Linkage information from unphased VCF files
2
1
Entering edit mode
7.6 years ago
Rubal ▴ 340

Hello Everyone,

I am looking for the best way to get linkage information from unphased whole genome population data. I have a vcf file with multiple individuals from different populations. The data is unphased but I would like to detect regions with an excess of linkage disequilibrium as a measure of positive selection. I have not phased the data because I have a limited number of individuals per population of a non-model species and therefore worry that phasing will be very inaccurate.

What do people think would be the best way to detect regions with high levels of linkage disequilibrium? I was thinking something like VCFtools --geno-r2 option might be suitable.

Best regards,
Rubal

next-gen vcf genome • 4.5k views
3
Entering edit mode
7.6 years ago

The --geno-r2 option in vcftools should be enough for your needs; however, you can not calculate linkage disequilibrium if your data is not phased. If you were studying human individuals, I would suggest you to impute more genotypes by merging it with the 1000 Genomes data, but if you say that you are working with a non-model organism, this is not an option. Is there a close model organism that you can use to impute data?

3
Entering edit mode
7.6 years ago

Giovanni M Dall'Olio is correct, it is advisable to phase the variants. In the off chance that you are interested in haplotype decay I have a tool that takes an un-phased VCF files, phases it and then calculates XP-EHH. I'm also working on a version for LD.

https://github.com/jewmanchue/vcflib/wiki/Haplotype-Decay

0
Entering edit mode

That sounds like a promising tool I will give it a go.

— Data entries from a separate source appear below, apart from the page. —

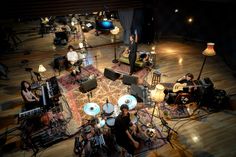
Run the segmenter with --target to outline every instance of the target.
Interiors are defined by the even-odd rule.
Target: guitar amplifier
[[[203,85],[204,88],[208,88],[208,89],[213,89],[214,88],[214,84],[211,81],[211,79],[209,77],[206,77],[204,79],[200,80],[201,85]]]

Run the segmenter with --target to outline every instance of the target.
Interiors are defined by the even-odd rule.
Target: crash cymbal
[[[133,95],[129,95],[129,94],[123,95],[122,97],[119,98],[118,105],[120,107],[123,104],[128,105],[129,110],[132,110],[137,105],[137,99]]]
[[[100,112],[98,104],[90,102],[84,105],[84,112],[90,116],[96,116]]]

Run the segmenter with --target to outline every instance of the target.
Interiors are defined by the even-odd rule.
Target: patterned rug
[[[151,124],[151,110],[146,110],[145,108],[138,110],[138,125],[141,126],[141,132],[145,134],[145,126]],[[148,150],[157,149],[161,146],[165,145],[167,142],[164,140],[166,135],[161,132],[161,126],[159,121],[156,118],[153,119],[152,125],[154,126],[153,129],[155,130],[155,137],[150,138],[148,142],[141,141],[139,149],[135,151],[136,156],[142,156],[143,153],[147,152]]]
[[[103,74],[98,71],[93,65],[88,65],[81,68],[81,73],[76,77],[69,74],[62,75],[58,78],[58,82],[61,84],[63,91],[70,91],[79,88],[79,83],[76,80],[81,80],[83,78],[88,78],[89,76],[94,75],[97,78],[103,76]]]
[[[190,116],[186,106],[180,107],[175,104],[168,105],[167,103],[162,103],[160,105],[160,110],[163,115],[171,119],[186,118]]]
[[[66,83],[70,83],[69,78],[71,76],[62,76],[58,80],[60,86],[63,86],[63,89],[65,89],[64,96],[71,109],[73,116],[73,123],[74,124],[75,122],[77,123],[77,125],[75,126],[78,125],[81,126],[85,124],[88,119],[91,119],[91,116],[86,115],[85,112],[83,111],[84,105],[88,103],[89,100],[90,102],[97,103],[100,106],[100,109],[102,110],[102,107],[107,99],[111,104],[117,106],[118,99],[121,96],[129,93],[129,86],[124,85],[122,83],[122,80],[118,79],[116,81],[112,81],[110,79],[107,79],[102,75],[101,72],[99,72],[96,68],[92,66],[89,67],[88,71],[98,74],[97,77],[99,78],[97,79],[97,84],[98,84],[97,88],[91,91],[92,94],[80,92],[78,88],[79,85],[77,85],[77,83],[72,85],[67,85]],[[142,104],[138,103],[137,106],[142,106]],[[143,113],[139,121],[140,122],[142,121],[142,123],[148,123],[150,121],[150,116],[148,116],[148,114]],[[159,128],[156,128],[156,130],[157,130],[157,137],[162,137],[162,133],[160,132]],[[137,150],[136,153],[141,154],[142,152],[145,152],[147,150],[159,148],[165,143],[166,143],[165,141],[160,139],[155,139],[151,141],[149,145],[147,145],[146,143],[141,143],[141,147],[140,149]]]
[[[122,75],[129,75],[130,66],[127,64],[121,64],[120,66],[118,64],[115,64],[113,67],[111,67],[111,69]],[[143,84],[143,81],[145,77],[148,75],[149,71],[146,68],[136,69],[136,70],[137,71],[132,76],[136,76],[139,78],[138,84]]]

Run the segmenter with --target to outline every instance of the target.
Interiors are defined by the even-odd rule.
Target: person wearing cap
[[[121,113],[115,119],[115,137],[119,146],[124,148],[129,154],[133,155],[134,150],[139,147],[139,142],[134,134],[130,132],[133,125],[130,120],[129,107],[126,104],[121,105]]]

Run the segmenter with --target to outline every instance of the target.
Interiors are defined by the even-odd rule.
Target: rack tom
[[[105,103],[102,107],[105,116],[111,116],[114,112],[114,105]]]

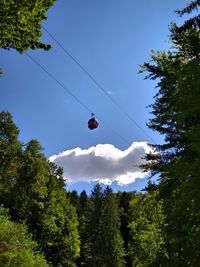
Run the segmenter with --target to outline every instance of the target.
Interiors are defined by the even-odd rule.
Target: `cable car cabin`
[[[88,121],[88,128],[90,130],[94,130],[99,126],[98,121],[95,119],[94,115],[92,114],[91,119]]]

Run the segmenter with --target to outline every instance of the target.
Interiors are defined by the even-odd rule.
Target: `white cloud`
[[[63,167],[68,183],[99,181],[127,185],[147,176],[138,165],[144,163],[142,157],[150,151],[146,142],[134,142],[123,151],[111,144],[98,144],[88,149],[66,150],[49,160]]]

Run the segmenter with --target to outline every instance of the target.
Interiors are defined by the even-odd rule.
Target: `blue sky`
[[[169,47],[168,25],[172,21],[181,22],[174,10],[187,3],[185,0],[59,0],[49,10],[43,26],[146,134],[43,31],[41,39],[52,45],[51,51],[28,53],[97,115],[100,126],[88,130],[89,111],[25,54],[1,50],[4,74],[0,79],[0,110],[13,115],[20,129],[20,140],[26,143],[38,139],[47,157],[68,150],[74,153],[75,148],[97,148],[98,144],[112,144],[125,151],[134,142],[151,142],[148,136],[162,142],[161,136],[146,127],[150,118],[146,106],[153,102],[155,84],[143,80],[144,75],[137,72],[139,64],[149,60],[151,49]],[[84,181],[73,184],[73,188],[84,188]]]

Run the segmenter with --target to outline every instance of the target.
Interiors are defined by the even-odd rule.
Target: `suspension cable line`
[[[94,78],[86,68],[79,63],[79,61],[72,56],[72,54],[56,39],[54,35],[52,35],[44,26],[43,30],[60,46],[60,48],[78,65],[78,67],[96,84],[97,88],[99,88],[109,99],[110,101],[123,113],[134,125],[136,125],[153,143],[155,141],[153,138],[128,114],[128,112],[104,89],[104,87]]]
[[[57,78],[55,78],[47,69],[45,69],[37,60],[35,60],[31,55],[29,55],[27,52],[25,52],[26,56],[33,61],[40,69],[42,69],[51,79],[53,79],[60,87],[62,87],[69,95],[71,95],[84,109],[89,111],[90,113],[93,113],[93,111],[86,105],[84,104],[75,94],[73,94],[66,86],[64,86]],[[132,147],[135,149],[135,151],[140,155],[144,156],[141,154],[141,152],[133,147],[130,142],[124,138],[121,134],[119,134],[115,129],[113,129],[108,123],[106,123],[104,120],[102,120],[98,115],[97,118],[104,124],[106,125],[107,128],[109,128],[113,133],[115,133],[121,140],[123,140],[124,143],[126,143],[129,147]]]

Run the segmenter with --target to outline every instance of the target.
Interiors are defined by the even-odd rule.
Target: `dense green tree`
[[[125,251],[120,233],[120,217],[116,195],[107,187],[104,192],[96,184],[86,213],[85,266],[125,266]]]
[[[103,194],[101,216],[102,266],[125,266],[124,242],[120,233],[120,217],[116,195],[107,186]]]
[[[29,48],[49,50],[50,45],[39,41],[42,20],[56,0],[1,0],[0,48],[15,49],[22,53]]]
[[[43,220],[43,229],[48,231],[48,236],[46,233],[41,235],[45,240],[43,242],[44,240],[41,239],[43,248],[53,266],[74,267],[80,252],[76,212],[66,201],[62,209],[58,205],[51,205],[51,207],[54,206],[57,211],[59,209],[59,213],[49,209],[49,214]]]
[[[70,199],[70,203],[76,208],[77,212],[79,210],[79,196],[78,192],[76,190],[73,190],[72,192],[68,192],[68,196]]]
[[[11,193],[20,169],[21,144],[19,129],[10,113],[0,112],[0,203],[10,205]]]
[[[27,227],[9,220],[8,211],[0,207],[0,266],[47,267]]]
[[[53,266],[75,266],[80,250],[76,211],[69,203],[62,169],[46,163],[49,173],[45,188],[41,188],[41,192],[45,193],[41,195],[39,202],[37,198],[32,198],[32,202],[36,202],[33,207],[36,212],[31,212],[31,223],[28,225]]]
[[[181,16],[200,6],[191,2]],[[172,48],[152,54],[143,65],[158,80],[149,127],[165,137],[144,168],[160,174],[165,212],[163,266],[198,266],[200,258],[200,20],[199,14],[178,27],[172,24]]]
[[[102,267],[102,239],[100,221],[102,216],[103,193],[96,184],[91,193],[91,205],[86,225],[86,244],[84,247],[85,266]]]
[[[83,190],[79,197],[79,211],[80,216],[86,216],[88,212],[89,198],[85,190]]]
[[[79,255],[78,219],[64,189],[63,172],[46,160],[36,140],[27,144],[23,162],[12,214],[25,220],[48,261],[74,266]]]
[[[41,150],[36,140],[31,140],[26,145],[17,183],[12,191],[13,205],[10,207],[13,219],[24,221],[31,231],[36,230],[36,222],[44,211],[44,200],[47,196],[49,164]]]
[[[0,113],[0,201],[11,219],[25,223],[54,266],[74,266],[78,219],[64,188],[63,171],[49,162],[38,141],[25,146],[9,113]]]
[[[85,190],[83,190],[79,196],[79,202],[77,205],[77,214],[79,221],[79,235],[80,235],[80,257],[77,259],[77,266],[83,266],[85,262],[84,248],[87,242],[86,226],[88,221],[88,212],[90,207],[90,199],[87,196]]]
[[[131,223],[129,255],[131,266],[163,266],[160,260],[165,257],[162,203],[157,193],[138,194],[130,203]]]
[[[120,232],[124,240],[124,249],[126,252],[125,261],[126,265],[131,265],[131,259],[128,254],[128,243],[130,241],[130,228],[129,224],[131,222],[131,209],[130,203],[135,196],[135,192],[118,192],[116,197],[118,199],[119,211],[120,211]]]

It mentions that it will give slightly different results each time due to the stochastic search. Would you recommend a multiple iterations approach? Also is there an option for specifying window sizes, or would you do post-hoc averaging of scores across sites for windows? Thanks very much

0
Entering edit mode

Running it several times will allow you to generate a confidence interval around the XP-EHH score. Window size is determined by the number of SNPs required for EHH to decay to 0.05 and isn't specified by the user.